The doctor who helped get Matthew Perry’s ketamine pleads guilty
The San Diego doctor charged in connection with Matthew Perry’s overdose pleaded guilty Wednesday to conspiracy to distribute surgical ketamine.
Dr. Mark Chavez, 54, entered federal court in Los Angeles, becoming the third person to plead guilty after the verdict. Friends star’s death last year.
Prosecutors gave Chavez and two others lesser charges in exchange for their cooperation as they went after two targets they believed were responsible for the overdose death: another doctor and a suspected trafficker who they said was known as the “queen of ketamine” in Los Angeles. Angeles.
Chavez is free on bond pending sentencing. He has turned in his passport and agreed to surrender his medical license, among other conditions.
His lawyer, Matthew Binninger, said after Chavez’s first court appearance on August 30 that he was “very remorseful” and “trying to do everything in his power to right the wrong that happened here.”

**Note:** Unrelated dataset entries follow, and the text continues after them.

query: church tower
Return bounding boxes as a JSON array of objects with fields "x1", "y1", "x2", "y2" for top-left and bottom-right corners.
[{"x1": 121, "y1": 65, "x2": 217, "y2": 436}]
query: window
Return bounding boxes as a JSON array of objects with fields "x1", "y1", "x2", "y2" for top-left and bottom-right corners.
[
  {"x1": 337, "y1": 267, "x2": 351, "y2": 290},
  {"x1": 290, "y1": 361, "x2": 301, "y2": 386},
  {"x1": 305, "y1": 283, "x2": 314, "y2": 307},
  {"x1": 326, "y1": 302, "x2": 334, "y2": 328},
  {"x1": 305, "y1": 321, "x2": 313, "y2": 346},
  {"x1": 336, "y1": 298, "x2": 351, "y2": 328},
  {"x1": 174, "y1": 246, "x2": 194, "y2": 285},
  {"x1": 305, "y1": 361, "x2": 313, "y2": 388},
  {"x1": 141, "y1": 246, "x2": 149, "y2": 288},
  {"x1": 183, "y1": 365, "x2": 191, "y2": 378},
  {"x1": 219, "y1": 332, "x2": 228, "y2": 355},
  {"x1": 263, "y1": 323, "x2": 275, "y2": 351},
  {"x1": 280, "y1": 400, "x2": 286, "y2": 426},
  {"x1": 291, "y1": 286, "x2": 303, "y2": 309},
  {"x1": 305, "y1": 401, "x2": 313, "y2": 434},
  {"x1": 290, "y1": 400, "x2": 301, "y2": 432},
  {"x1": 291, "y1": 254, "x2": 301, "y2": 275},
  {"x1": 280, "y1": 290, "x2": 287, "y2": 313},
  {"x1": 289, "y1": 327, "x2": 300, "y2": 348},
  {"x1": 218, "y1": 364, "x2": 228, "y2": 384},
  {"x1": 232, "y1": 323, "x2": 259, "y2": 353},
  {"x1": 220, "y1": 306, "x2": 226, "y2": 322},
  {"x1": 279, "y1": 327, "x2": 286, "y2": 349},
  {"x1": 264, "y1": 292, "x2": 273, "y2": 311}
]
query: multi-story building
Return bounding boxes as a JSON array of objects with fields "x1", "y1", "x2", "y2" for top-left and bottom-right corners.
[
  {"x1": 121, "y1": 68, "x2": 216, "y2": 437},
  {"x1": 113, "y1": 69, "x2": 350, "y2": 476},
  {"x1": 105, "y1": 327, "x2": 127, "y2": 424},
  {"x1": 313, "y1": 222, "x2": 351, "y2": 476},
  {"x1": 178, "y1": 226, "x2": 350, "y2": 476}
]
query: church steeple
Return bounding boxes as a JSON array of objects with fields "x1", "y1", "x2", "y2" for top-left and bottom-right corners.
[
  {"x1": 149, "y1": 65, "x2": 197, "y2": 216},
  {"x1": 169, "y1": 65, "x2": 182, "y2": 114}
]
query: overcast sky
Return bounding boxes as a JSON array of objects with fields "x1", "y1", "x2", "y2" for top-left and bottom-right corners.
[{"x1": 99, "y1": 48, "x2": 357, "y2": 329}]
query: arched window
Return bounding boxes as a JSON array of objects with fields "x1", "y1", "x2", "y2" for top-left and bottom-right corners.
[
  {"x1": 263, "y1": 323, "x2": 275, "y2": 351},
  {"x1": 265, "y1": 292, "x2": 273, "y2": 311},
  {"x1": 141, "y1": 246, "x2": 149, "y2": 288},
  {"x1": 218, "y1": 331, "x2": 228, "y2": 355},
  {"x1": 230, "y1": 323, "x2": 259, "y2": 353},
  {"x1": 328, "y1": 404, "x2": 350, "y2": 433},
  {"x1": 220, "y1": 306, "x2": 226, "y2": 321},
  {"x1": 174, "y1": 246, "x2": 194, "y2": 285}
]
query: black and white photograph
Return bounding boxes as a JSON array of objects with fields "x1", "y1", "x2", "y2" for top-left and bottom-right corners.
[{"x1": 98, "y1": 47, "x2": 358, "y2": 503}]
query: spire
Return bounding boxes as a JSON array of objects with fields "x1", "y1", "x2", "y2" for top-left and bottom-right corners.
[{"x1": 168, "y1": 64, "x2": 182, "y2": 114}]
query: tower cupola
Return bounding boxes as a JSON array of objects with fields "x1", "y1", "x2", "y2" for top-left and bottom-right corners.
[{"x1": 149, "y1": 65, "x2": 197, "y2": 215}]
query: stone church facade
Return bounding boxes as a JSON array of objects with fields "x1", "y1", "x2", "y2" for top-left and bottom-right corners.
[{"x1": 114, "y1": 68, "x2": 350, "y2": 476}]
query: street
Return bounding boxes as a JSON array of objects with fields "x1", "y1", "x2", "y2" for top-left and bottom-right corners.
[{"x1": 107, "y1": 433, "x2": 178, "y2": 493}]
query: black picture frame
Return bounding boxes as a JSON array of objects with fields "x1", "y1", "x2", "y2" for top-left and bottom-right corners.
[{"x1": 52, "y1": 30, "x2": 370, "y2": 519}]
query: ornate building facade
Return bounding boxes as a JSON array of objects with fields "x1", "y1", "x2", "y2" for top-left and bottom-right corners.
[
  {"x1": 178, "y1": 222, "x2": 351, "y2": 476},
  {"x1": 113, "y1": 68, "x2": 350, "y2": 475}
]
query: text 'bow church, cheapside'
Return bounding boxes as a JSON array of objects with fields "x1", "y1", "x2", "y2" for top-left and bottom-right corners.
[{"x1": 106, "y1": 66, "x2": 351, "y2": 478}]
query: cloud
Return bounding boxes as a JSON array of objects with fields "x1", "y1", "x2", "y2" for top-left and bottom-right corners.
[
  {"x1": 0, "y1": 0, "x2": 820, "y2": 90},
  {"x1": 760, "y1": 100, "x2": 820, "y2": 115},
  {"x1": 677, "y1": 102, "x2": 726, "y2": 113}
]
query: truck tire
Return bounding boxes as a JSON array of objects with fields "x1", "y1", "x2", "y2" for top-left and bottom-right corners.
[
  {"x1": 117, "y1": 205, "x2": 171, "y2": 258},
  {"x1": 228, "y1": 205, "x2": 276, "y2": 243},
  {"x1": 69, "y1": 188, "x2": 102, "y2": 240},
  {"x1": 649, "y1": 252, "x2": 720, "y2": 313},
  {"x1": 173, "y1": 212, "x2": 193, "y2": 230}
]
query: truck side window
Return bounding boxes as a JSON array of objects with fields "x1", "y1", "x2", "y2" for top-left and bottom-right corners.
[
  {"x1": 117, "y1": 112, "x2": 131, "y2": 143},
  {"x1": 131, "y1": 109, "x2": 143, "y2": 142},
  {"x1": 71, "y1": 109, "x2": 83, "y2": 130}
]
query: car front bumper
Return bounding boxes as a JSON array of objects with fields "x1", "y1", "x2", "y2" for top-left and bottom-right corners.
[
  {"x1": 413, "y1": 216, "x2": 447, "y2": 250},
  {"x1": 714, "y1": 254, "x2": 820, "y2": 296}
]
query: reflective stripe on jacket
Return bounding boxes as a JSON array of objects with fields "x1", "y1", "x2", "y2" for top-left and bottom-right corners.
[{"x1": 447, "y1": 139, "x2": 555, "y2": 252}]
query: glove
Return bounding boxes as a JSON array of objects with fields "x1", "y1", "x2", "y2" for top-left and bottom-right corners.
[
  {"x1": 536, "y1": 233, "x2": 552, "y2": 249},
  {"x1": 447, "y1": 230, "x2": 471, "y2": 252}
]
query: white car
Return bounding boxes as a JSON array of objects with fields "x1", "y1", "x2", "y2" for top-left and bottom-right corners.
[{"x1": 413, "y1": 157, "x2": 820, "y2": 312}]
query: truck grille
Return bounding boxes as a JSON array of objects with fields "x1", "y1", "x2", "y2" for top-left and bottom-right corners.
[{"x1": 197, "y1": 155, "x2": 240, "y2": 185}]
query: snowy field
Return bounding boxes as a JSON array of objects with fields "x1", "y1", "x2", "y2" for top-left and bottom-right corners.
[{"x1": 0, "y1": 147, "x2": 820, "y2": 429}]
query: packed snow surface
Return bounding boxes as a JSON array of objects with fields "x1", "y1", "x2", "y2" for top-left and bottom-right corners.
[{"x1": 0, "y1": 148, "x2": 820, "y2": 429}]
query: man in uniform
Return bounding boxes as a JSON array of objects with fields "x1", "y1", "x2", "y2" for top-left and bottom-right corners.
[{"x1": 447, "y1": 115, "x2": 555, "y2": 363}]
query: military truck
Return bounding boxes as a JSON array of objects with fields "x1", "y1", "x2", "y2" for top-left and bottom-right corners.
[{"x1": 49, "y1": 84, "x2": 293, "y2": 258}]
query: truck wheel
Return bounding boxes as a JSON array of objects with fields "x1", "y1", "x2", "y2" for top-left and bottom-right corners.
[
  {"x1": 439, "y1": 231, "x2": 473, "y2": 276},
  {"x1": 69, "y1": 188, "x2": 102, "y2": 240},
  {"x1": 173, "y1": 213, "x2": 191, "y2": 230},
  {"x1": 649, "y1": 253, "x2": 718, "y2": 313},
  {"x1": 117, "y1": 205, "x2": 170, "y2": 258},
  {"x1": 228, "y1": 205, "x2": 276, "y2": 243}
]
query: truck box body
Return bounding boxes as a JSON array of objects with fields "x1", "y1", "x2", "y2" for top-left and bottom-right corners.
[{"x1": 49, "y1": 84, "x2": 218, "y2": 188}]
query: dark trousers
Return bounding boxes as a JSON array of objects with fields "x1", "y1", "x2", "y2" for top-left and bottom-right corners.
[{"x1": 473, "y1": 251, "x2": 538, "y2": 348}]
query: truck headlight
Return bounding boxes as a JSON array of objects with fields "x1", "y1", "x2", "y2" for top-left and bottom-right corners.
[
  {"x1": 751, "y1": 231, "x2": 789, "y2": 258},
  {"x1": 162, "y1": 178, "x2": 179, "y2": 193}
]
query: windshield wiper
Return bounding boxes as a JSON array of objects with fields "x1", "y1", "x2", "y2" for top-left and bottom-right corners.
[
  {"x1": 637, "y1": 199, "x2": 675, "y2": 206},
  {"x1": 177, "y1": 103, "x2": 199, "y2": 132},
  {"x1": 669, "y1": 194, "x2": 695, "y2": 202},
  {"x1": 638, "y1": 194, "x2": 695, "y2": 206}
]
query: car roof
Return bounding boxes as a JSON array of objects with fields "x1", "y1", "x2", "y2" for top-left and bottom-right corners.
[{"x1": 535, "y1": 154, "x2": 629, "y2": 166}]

Also cooperating with federal prosecutors are Perry’s assistant, who admitted helping him obtain and inject ketamine, and Perry’s friend, who admitted working as a drug courier and middleman.
These three help the prosecutors as they pursue their main targets: Dr. Salvador Plasencia, who is accused of illegally selling ketamine to Perry a month before his death, and Jasveen Sangha, who is suspected of being the dealer who sold the actress the fatal dose. Both have pleaded not guilty and are awaiting trial.
Chavez could face up to 10 years in prison
Chavez admitted in his plea that he obtained ketamine from his former clinic and wholesale distributor to whom he sent a forged prescription.
He can be sentenced to 10 years in prison.
Perry was found dead by his assistant on October 28, 2023. The medical examiner determined that ketamine was the primary cause of death. The actor has been using this drug through his general practitioner for the legal but off-label treatment of widespread depression.
Perry began to seek more ketamine than his doctor would give him. About a month before the actor’s death, he found Plasencia, who was said to have asked Chavez to get him the drug.
“I wonder how much this bastard is going to pay,” Placencia texted Chavez, according to court documents from prosecutors. The two met on the same day in Costa Mesa, between Los Angeles and San Diego, and exchanged at least four vials of ketamine, documents said.
After selling the drugs to Perry for $4,500 US, Plasencia allegedly asked Chavez if he could continue to supply them so that they would “go with Perry,” prosecutors said.
US Attorney Martin Estrada said when announcing the charges on August 15 that “doctors took Perry’s history of addiction in the last months of his life last year to give him ketamine in amounts they knew to be dangerous.”
Perry battled addiction for years, starting with his time Friendswhen he became one of the biggest stars of his generation as Chandler Bing. He starred alongside Jennifer Aniston, Courteney Cox, Lisa Kudrow, Matt LeBlanc and David Schwimmer for 10 seasons from 1994 to 2004 on NBC’s megahit sitcom.